When Star Trek Lurched Back to Life

Star Trek: Picard starts today!‬

‪I’m excited & nervous. It feels like going to a family reunion w/aunts & uncles you used to be close to, but haven’t heard from in decades.‬

‪Will the connection still be there? Will you still like each other? Or will the changes just be too much?‬


Watching Star Trek: Picard makes me wrestle with the fundamentally temporal nature of existence more than I’m comfortable with.‬

Star Trek is a universe where the clock stopped nearly half my life ago. Sure, there’ve been fits & starts—a handful of movies, flash forward clips in prequels, and a lot of delving into the past.

But it has mostly stayed frozen, while real time marches on.

Suddenly, tonight, an entire universe hop-skipped twenty years and lurched back to life.

It feels like a cord back to my childhood.

It feels, for lack of a better reference, like Jake Sisko desperately catching up with his father in The Visitor.

An experience outside of time.

And look at that—Star Trek is so fundamental to the way I process life, I can’t even make sense of the feeling that a new series is causing me without comparing it to a situation in a decades-old episode from a different series.

A few years ago, I’d have been out of my mind excited about Star Trek: Picard, ready to figure out how to adore it or twist myself up trying.

But now, the wave of emotion I know it will cause me—in one form or another, whether I watch it or not—is bigger than I want to ride.
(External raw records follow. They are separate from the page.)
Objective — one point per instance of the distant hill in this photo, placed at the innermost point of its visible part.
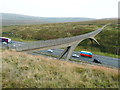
(17, 19)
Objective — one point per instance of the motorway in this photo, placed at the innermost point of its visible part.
(107, 61)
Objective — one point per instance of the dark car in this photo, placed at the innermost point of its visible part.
(97, 61)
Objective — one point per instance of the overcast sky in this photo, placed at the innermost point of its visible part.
(62, 8)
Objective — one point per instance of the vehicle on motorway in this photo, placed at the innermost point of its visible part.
(75, 55)
(86, 53)
(5, 40)
(49, 50)
(97, 61)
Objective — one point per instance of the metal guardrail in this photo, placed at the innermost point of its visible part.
(55, 42)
Sometimes loving something is too much, and I wish I could just like it. But I’ve never been very good at having a medium-setting on my emotions.


At some level—okay, most levels—even after two seasons of Discovery to prepare me, I still expected Picard to be a show we watched with the kids while eating dinner.

You know, without them running away to hide from the violence.

Why did Star Trek have to grow up? I haven’t.

What I want from Star Trek:

More queer and PoC. Less violent murders.

And I know, I know. If I’m not enjoying a show, I don’t have to watch it. But I tried that with Enterprise, and it felt like being estranged from a close family member.

That’s a feeling I’d like to avoid if doing so comes as cheap as watching an hour long show once a week.